Marty didn’t want this. He had the freedom now to do what he wanted, see who he wanted to see. He was still married true, but…
Barry X. Vampire paused here in his writing. So Marty is still married to Linda, he thought, but they’re kind of estranged, even though they live in the same sim. And Marty is pining for former bar employee Cathy Love Peace Hippie Child, the one who stepped in the doo out back and is also unable to give Marty his old doo (hair) back. He tapped the No. 2 Kendal pencil lightly against the two manuscript pages he had typed tonight. And where was he? we must ask (to continue setting the stage). In the Centre of It All? But that’s where we’ve seen Olive of “Olive Green Pink” fame. Is Barry’s book *that* book? Oh… something is happening in the present in Urqhart as Marty and Linda begin stirring about. She’s in place for the Big Reveal — better head back.
“Just over there,” she explains further while pointing through the slats of the upper deck’s fence.
“A ball park?” exclaimed Marty in disbelieve. “Out in the middle of *nowhere*?” So this is the big change he was warned about. By Barry (Barry?).
So I’ve killed Arthur Kill, ruminates Marty at his home in Urqhart while watching the full moon revolve atop Urqhart Hill. No extra “u” you’ll notice this time. But someone will have to fill his timeline over in
Kraken Storybrook, hmm, he ponders further. I better get over there and set the stage.

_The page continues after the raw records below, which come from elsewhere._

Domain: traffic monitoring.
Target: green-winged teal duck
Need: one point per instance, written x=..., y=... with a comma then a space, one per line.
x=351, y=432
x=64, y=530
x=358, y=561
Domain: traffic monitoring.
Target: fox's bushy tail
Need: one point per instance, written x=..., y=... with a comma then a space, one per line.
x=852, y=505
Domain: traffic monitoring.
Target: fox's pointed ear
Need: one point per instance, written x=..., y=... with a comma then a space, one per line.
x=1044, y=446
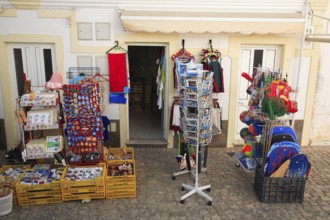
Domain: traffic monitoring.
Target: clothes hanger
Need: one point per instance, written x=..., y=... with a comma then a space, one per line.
x=86, y=80
x=99, y=75
x=116, y=47
x=183, y=54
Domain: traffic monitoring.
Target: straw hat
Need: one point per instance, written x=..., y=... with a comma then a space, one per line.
x=55, y=82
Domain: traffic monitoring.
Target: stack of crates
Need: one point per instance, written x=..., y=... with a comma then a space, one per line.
x=120, y=181
x=83, y=189
x=47, y=193
x=10, y=181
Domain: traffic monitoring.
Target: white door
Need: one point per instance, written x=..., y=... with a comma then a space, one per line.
x=37, y=61
x=265, y=57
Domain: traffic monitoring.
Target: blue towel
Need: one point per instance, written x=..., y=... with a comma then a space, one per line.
x=117, y=98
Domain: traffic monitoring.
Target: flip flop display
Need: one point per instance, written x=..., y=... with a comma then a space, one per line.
x=285, y=129
x=277, y=155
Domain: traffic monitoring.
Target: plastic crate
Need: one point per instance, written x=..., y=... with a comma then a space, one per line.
x=121, y=186
x=121, y=153
x=39, y=194
x=83, y=189
x=281, y=190
x=13, y=184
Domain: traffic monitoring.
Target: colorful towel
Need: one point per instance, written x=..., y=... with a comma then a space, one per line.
x=117, y=72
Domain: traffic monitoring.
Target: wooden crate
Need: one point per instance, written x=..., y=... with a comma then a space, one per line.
x=47, y=193
x=120, y=186
x=83, y=189
x=121, y=153
x=13, y=181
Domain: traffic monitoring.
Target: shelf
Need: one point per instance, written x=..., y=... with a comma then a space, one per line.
x=40, y=127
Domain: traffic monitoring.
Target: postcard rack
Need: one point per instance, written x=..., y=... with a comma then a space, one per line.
x=196, y=106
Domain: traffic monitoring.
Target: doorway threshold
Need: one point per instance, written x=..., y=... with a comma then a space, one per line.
x=147, y=143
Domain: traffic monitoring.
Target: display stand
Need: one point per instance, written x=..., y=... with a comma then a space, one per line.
x=39, y=118
x=196, y=101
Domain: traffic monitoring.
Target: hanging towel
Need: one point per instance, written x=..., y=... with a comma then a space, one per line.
x=216, y=120
x=117, y=72
x=175, y=118
x=117, y=98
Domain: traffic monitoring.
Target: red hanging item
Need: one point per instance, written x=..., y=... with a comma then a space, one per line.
x=117, y=72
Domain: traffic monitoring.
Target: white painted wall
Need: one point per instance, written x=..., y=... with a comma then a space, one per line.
x=321, y=111
x=2, y=113
x=27, y=22
x=301, y=86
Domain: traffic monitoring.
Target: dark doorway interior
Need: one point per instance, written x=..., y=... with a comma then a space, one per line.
x=145, y=118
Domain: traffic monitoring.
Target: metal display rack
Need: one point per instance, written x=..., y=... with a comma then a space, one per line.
x=196, y=106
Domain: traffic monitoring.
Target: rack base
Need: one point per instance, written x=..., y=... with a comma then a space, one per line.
x=182, y=173
x=198, y=190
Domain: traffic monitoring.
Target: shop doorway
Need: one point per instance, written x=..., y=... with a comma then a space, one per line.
x=252, y=57
x=36, y=61
x=146, y=109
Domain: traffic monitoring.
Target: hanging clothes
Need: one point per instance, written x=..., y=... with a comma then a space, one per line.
x=175, y=116
x=216, y=118
x=117, y=72
x=215, y=67
x=160, y=81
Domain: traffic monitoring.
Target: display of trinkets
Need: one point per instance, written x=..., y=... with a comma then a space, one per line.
x=41, y=175
x=83, y=173
x=121, y=169
x=84, y=122
x=11, y=174
x=196, y=102
x=120, y=153
x=81, y=99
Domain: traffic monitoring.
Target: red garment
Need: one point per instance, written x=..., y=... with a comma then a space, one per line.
x=117, y=72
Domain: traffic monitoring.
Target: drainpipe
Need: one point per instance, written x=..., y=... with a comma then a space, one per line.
x=303, y=36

But first, someone else has to “die”, hehe. Dye their hair that is.
If only I had a bathroom with a mirror, hrmph.
Better get down to the local bar; see what changes I’ve wrought with the death of my former top assassin. Maybe even (murdered) Cathy Love Peace Hippie Child has returned? That would be kind of cool.
No Cathy, just Linda, the old ball and chain. Oh well, at least she can dye my hair for me.
“Your place or mine?” she slurred, half talking into her 4th Corona-V tall stout of the night.